Friday, March 27, 2009

Thoughts on GPS data analysis.

Notes to self:
  1. I'm collecting craploads of GPS data, delimited by 'event' (i.e. a run/ride/ski).
  2. I want to correlate that data to compare metadata associated with that GPS data (heart rate/pace)
  3. I want to do this in a non n^2 fashion.

Some thoughts:
  1. Similar 'events' usually center around the same GPS range. What is the margin of error for that range?
  2. If I can quickly get similar events grouped by center, than I can chunk them up by distance. Every event has a starting point, and even though GPS data will not be identical, distance would be a good way to divide events into similar subsections.
  3. Once I get similar event subsections, I can start comparing (i.e. graphing/analyzing) HR/pace data.
  4. Of course, all of this assumes that I've got a system that displays basic statistics for each event, and I'm not there yet.

Monday, March 16, 2009

On the Couch(DB): Part 1: setup on mac OSX Leopard

Why CouchDB? I'm running into situations where a traditional database is giving me headaches:

(1) At work, I'm seeing people spend more and more time maintaining the database and tweaking the schema behind an ETL application used to normalize input data into a standard format as the data being persisted starts to get into the TB range.
(2) At home I want to write an app storing my GPS data from my runs and rides, and I have no idea what the metadata around that data is going to be.

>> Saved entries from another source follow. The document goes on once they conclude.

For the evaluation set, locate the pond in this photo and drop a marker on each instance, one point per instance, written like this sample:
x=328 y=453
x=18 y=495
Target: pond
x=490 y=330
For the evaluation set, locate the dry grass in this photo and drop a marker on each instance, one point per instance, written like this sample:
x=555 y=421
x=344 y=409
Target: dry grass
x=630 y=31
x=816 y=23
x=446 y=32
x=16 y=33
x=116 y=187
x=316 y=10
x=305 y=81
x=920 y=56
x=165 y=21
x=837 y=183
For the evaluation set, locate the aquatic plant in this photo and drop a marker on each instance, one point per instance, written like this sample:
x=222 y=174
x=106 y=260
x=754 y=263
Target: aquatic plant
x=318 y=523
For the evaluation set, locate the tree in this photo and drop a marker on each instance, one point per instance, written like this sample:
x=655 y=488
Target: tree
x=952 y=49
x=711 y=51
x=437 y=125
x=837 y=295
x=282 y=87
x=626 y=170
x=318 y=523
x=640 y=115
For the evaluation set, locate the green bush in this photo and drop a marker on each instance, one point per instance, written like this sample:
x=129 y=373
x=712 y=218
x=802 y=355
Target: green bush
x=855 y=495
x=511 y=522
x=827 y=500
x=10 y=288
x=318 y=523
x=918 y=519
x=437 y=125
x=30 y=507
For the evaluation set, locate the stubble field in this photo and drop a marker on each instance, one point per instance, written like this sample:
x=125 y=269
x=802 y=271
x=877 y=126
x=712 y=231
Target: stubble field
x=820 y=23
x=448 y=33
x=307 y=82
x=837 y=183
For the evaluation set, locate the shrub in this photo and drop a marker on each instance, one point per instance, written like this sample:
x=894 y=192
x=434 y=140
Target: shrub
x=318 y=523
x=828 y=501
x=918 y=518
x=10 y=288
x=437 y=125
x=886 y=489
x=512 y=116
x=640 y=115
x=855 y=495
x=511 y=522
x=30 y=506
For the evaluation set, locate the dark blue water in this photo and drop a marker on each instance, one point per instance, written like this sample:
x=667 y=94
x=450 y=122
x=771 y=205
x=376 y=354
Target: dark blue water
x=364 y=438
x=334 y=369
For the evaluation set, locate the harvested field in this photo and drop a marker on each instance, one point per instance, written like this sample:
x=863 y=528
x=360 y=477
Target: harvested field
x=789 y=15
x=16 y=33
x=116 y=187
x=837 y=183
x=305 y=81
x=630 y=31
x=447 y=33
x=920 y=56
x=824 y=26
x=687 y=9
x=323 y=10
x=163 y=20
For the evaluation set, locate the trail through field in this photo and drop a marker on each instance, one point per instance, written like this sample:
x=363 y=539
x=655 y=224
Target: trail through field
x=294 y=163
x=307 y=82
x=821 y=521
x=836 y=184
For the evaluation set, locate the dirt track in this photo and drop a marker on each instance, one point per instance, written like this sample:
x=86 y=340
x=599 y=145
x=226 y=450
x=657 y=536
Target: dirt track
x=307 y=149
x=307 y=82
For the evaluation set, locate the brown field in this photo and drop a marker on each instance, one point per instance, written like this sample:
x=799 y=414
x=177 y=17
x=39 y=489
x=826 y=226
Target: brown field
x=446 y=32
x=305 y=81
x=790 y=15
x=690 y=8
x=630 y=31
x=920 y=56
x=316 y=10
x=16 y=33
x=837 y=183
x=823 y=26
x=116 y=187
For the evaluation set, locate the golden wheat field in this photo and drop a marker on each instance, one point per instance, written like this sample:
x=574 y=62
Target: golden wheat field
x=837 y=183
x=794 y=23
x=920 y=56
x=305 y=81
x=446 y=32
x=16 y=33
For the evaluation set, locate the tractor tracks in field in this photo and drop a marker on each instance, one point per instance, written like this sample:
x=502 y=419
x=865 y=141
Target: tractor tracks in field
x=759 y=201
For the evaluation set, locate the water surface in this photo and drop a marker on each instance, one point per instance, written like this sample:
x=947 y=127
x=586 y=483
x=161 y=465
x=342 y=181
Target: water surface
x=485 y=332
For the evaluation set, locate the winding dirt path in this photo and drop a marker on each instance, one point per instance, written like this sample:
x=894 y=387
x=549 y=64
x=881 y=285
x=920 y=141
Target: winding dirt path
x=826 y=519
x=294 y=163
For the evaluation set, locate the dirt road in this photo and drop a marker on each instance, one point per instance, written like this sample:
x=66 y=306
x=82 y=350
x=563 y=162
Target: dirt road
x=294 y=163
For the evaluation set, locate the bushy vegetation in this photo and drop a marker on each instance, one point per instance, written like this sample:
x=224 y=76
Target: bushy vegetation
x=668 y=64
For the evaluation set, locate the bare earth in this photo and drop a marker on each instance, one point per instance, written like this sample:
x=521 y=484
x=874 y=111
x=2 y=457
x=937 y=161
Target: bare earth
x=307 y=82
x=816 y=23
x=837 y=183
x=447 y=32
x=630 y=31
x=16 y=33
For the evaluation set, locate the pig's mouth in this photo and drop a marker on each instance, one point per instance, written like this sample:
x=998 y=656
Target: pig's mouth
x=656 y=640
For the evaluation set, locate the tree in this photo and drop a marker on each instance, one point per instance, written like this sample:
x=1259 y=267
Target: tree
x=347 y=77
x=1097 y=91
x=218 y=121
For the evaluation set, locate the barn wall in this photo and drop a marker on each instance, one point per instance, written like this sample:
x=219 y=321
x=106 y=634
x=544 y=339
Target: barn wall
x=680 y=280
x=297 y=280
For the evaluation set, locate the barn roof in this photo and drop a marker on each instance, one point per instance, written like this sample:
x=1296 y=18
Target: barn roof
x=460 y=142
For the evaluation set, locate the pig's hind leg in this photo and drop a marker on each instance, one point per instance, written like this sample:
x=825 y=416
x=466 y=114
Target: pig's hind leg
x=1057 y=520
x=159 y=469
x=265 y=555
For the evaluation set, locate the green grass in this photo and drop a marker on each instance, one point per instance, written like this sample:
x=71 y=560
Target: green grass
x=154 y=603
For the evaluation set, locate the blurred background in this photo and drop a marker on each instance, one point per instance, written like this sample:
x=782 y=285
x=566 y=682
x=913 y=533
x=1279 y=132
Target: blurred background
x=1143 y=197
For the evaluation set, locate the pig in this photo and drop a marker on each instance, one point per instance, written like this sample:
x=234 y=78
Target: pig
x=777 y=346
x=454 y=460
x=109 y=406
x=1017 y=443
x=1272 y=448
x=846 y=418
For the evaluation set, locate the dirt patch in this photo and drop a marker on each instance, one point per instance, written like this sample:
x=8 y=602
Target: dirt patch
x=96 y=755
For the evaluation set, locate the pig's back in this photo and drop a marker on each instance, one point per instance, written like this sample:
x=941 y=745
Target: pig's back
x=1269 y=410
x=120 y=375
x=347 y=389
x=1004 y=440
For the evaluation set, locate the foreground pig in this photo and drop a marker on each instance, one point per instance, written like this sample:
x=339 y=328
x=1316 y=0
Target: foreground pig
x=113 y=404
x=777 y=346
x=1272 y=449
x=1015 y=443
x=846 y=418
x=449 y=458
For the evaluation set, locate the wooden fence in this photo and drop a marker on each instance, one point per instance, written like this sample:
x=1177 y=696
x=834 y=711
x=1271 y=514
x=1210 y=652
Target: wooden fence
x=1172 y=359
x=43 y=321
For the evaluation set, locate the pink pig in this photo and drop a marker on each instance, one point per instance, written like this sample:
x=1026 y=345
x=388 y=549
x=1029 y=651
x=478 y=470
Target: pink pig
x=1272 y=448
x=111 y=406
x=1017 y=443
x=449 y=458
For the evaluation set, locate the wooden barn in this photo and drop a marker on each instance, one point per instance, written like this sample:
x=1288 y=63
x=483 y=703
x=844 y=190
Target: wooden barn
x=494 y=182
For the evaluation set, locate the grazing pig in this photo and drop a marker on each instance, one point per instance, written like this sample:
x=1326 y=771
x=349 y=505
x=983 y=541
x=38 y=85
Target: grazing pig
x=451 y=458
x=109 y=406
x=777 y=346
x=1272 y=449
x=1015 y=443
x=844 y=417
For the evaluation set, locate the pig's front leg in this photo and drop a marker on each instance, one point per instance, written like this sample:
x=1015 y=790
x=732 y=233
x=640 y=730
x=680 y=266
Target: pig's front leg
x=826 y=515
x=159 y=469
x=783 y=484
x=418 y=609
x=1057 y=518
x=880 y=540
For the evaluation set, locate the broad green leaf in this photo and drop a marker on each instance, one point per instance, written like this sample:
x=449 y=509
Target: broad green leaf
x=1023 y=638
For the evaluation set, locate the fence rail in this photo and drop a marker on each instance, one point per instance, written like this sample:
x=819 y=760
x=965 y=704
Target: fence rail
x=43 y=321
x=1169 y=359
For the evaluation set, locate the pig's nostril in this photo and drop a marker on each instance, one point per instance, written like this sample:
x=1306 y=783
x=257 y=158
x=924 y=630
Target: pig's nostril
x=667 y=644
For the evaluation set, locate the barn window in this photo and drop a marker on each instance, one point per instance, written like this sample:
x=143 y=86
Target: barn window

The common denominator for both of these situations is that a traditional database schema, with very explicitly defined tables and relations, is a liability, either eventually, as in case 1, or initially, as in case 2. In either case I'm more likely than not to be wrong with any schema design choices that I make.

In both situations, a more flexible approach would be to treat each discrete set of data as a bag of attributes (key value pairs) with a couple of unique keys that I can search on. I could see creating a Lucene or a BDB with those keys and a pointer to a file containing the rest of the data. This would work pretty well, until it was time to go to production or scale, or both. When I go to production, I want the data to be highly available. When I scale, I want the data to be partitionable. To do either I would have to extend my naive hashing scheme.

CouchDB is a document based database -- in other words each document is an attribute bag identified by 1..N keys -- that is fault tolerant and distributable, with incremental replication. In other words it is the extension my naive hashing scheme needs to be a real boy instead of a puppet.

Enough hype and bloviation...I need to install couchdb on a macbook pro running leopard. I followed the instructions found here, and quickly discovered I had neglected to install XCode when I had upgraded to Leopard. Doh!

btw, if you ever do this, you'll find that macports has downloaded and staged components into /opt/local/var/macports/build, and may not be able to build them successfully after failure due to lack of compilers, etc. Removing the staged directories for the components that were downloaded is the best way to 'reset' macports. Trying to configure, build, and install macported components yourself is not :)

I did run into a minor bump: tcl was installed at 8.4.14_0 on my box, I needed to upgrade to 8.5.6_0 because sudo crapped out trying to build tk. I did this by hand:

sudo port install tcl --version 8.5
sudo port deactivate tcl @8.4.14_0
sudo port activate tcl @8.5.6_0 (using sudo port list | grep tcl to get exact version numbers)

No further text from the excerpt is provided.